How to rank multiple variables in a large data set?

Question

I have a data set of around 50 million records with around 30 variables(columns). I need to rank the dataset for each variable.

Proc rank does not work since it required lot of memory for this large dataset.

To give rank manually, I have to sort the dataset on the respective variable column and then give rank by using a formula. But the problem is we have to sort the dataset 30 times on 30 variables which will take very very long time and not feasible.

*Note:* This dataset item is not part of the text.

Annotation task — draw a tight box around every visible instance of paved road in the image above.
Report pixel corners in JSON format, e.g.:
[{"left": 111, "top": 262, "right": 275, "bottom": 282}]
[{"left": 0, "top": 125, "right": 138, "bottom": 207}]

What alternates can we use in this case?

kstats9pt3 · Answer 1 · 2016-10-27T14:31:35.607

You're in a tough spot without many options. If you're sorting and keeping all 30 variables each time, that will significantly increase your processing times. If I were you, I'd only keep the variable you want to rank and a sequence number to apply your formula, then merge it all back together at the end. This would require you to loop over each variable in your dataset then merge it all back together. See example below and if it would help decrease your processing times:

** PUT ALL VARIABLES INTO LIST **;
PROC SQL NOPRINT;
    SELECT DISTINCT(NAME)
    INTO :VARS SEPARATED BY " "
    FROM DICTIONARY.COLUMNS
    WHERE LIBNAME = 'SASHELP' AND MEMNAME = 'FISH';
QUIT;

%PUT &VARS.;

** CREATE SEQUENCE NUMBER IN FULL DATA **;
DATA FISH; SET SASHELP.FISH; 
    SEQ=_N_;
RUN;

** LOOP OVER EACH VARIABLE TO ONLY PROCESS THAT VARIABLE AND SEQUENCE -- REDUCES PROCESSING TIME **;
%MACRO LOOP_OVER(VARS);
    %DO I=1 %TO %SYSFUNC(COUNTW(&VARS.));
        %LET VAR = %SCAN(&VARS,&I.);
        DATA FISH_&I.; SET FISH (KEEP=SEQ &VAR.);
        RUN;

        /* INSERT YOUR FORMULA CODE HERE ON FISH_&I. DATA (MINE IS AN EXAMPLE) */
        PROC SORT DATA = FISH_&I.;  
            BY &VAR.;
        RUN;

        DATA FISH1_&I.; SET FISH_&I.;
            BY &VAR.;
            RANK_&VAR = _N_;
        RUN;

        /* RESORT FINAL DATA BY SEQUENCE NUMBER VARIABLE */
        PROC SORT DATA = FISH1_&I.;
            BY SEQ;
        RUN;
    %END;
%MEND;

%LOOP_OVER(&VARS.);

** MERGE ALL SUBSETS BACK TOGETHER BY THE ORIGINAL SEQUENCE NUMBER **;
DATA FINAL;
    MERGE FISH1_:;
    BY SEQ;
    DROP SEQ;
RUN;

You can further increase performance by combining the first two steps in the %DO I into one PROC SORT data=fish(keep=seq &var) out=fish_&i; etc. And also by using a VIEW for the data step to calculate the ranks and use that as the input to the last PROC SORT. — data _null_, Oct 27 '16 at 15:33

score 0 · Answer 2 · answered Oct 27 '16 at 15:55

If you just need to rank into deciles / percentiles etc rather than a complete ranking from 1 to 50m across all 50m rows, you should be able to get a very good approximation of the correct answer using a much smaller amount of memory via proc summary, using qmethod=P2 and specifying a suitable qmarkers setting.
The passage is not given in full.